Analysts say the United States also may be hoping that its repeated strikes against Iraq's military infrastructure could help to convince some Iraqi military leaders that Saddam is powerless to protect the armed forces and that it may be time to remove him.

Washington's desire to see an Iraqi military coup replace Saddam is no secret. The U.S.'s top diplomat working with Iraqi opposition groups, Frank Ricciardone, said two days ago that most probably Saddam will lose power through a military coup. He did not predict when that might happen.

But Vinson and other analysts say that, for now, any hope of a coup by Iraq's military may be premature. They say Saddam remains in solid control of his army and security apparatus and so far has shown an unfailing ability to spot and execute rivals before they gain sufficient power to challenge him. Nigel Vinson says:

"Undoubtedly [the Americans] feel there is a chance -- albeit a small one -- that a coup could originate within Iraq itself and overthrow the regime ... The bombing campaign does have a direct effect [on the Iraqi military] and that is why the Americans have continued to emphasize it, [although] it is very difficult to see precisely at any moment what the desired end ... would be."

The heavy U.S. air strikes two days ago alarmed France and Russia, which have called for negotiations with Iraq to develop a new way for the United Nations to control Baghdad's weapons program.
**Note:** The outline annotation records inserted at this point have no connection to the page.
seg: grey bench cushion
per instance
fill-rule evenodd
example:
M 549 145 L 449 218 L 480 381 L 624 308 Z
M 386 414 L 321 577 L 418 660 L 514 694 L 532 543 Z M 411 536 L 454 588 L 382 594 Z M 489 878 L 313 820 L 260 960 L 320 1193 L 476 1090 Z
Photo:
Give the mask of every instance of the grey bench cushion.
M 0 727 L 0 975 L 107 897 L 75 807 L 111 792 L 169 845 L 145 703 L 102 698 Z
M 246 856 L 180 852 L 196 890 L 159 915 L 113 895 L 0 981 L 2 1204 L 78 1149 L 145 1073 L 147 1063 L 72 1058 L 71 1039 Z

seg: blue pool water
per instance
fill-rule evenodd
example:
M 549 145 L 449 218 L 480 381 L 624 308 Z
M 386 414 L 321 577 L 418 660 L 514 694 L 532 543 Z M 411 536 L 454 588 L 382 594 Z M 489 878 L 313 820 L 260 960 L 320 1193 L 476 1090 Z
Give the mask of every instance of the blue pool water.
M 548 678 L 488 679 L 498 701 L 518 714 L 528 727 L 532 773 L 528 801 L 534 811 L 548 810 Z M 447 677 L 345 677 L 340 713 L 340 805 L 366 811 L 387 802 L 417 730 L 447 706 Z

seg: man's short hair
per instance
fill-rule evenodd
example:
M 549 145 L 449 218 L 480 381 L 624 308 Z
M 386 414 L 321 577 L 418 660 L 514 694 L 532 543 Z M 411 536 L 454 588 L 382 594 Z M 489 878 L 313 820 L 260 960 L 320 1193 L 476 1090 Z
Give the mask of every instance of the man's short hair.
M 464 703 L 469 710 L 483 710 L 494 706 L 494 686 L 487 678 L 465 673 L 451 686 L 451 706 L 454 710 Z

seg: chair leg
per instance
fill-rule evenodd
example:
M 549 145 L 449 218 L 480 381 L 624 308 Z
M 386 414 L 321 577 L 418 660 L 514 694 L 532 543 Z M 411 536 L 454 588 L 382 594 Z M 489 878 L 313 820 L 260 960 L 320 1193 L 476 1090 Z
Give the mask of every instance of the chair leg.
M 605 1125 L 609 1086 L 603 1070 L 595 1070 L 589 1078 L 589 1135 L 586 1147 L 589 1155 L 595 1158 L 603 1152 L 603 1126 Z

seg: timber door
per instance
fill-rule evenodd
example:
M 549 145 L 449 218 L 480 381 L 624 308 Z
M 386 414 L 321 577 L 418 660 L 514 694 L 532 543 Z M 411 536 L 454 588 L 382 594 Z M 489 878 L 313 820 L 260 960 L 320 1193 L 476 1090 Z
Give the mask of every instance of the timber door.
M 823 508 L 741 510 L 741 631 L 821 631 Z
The two states have also called for easing or lifting economic sanctions on Iraq, which they say punish ordinary Iraqis while the regime maintains its position through lucrative oil smuggling.

French foreign ministry spokeswoman Anne Gazeau-Secret said yesterday that the military operations are, in her words, not going in the direction that Paris would like.

Russian foreign ministry spokesman Vladimir Rakhmanin said the air strikes must be stopped immediately and that they complicate efforts to resolve the Iraqi problem in the U.N. Security Council.

Meanwhile, the director of the U.N. oil-for-food program, Benon Sevan, has said that the interruption of Iraqi oil flows due to the damage to its northern pipeline could complicate international efforts to supply humanitarian aid to Iraqis.

Iraq uses the northern pipeline to export about half of the oil it is permitted to sell abroad under the U.N. program. The oil-for-food program -- in effect since 1996 -- currently permits Baghdad to sell $5.2 billion worth of oil every six months to buy food, medicine and other necessities.

Iraq has not yet resumed pumping through the pipeline, though oil industry experts say any disruption of the oil flow will be temporary. Correspondents say Iraqi crude is still being loaded onto tankers at Ceyhan from storage tanks, but the oil is expected to run out by the end of this week unless pumping resumes before then.

Iraq has been under U.N. sanctions since its invasion of Kuwait in 1990. Lifting of the sanctions is tied to arms inspectors confirming that Baghdad's forces have no weapons of mass destruction or long-range missiles, but those inspections are now in suspension.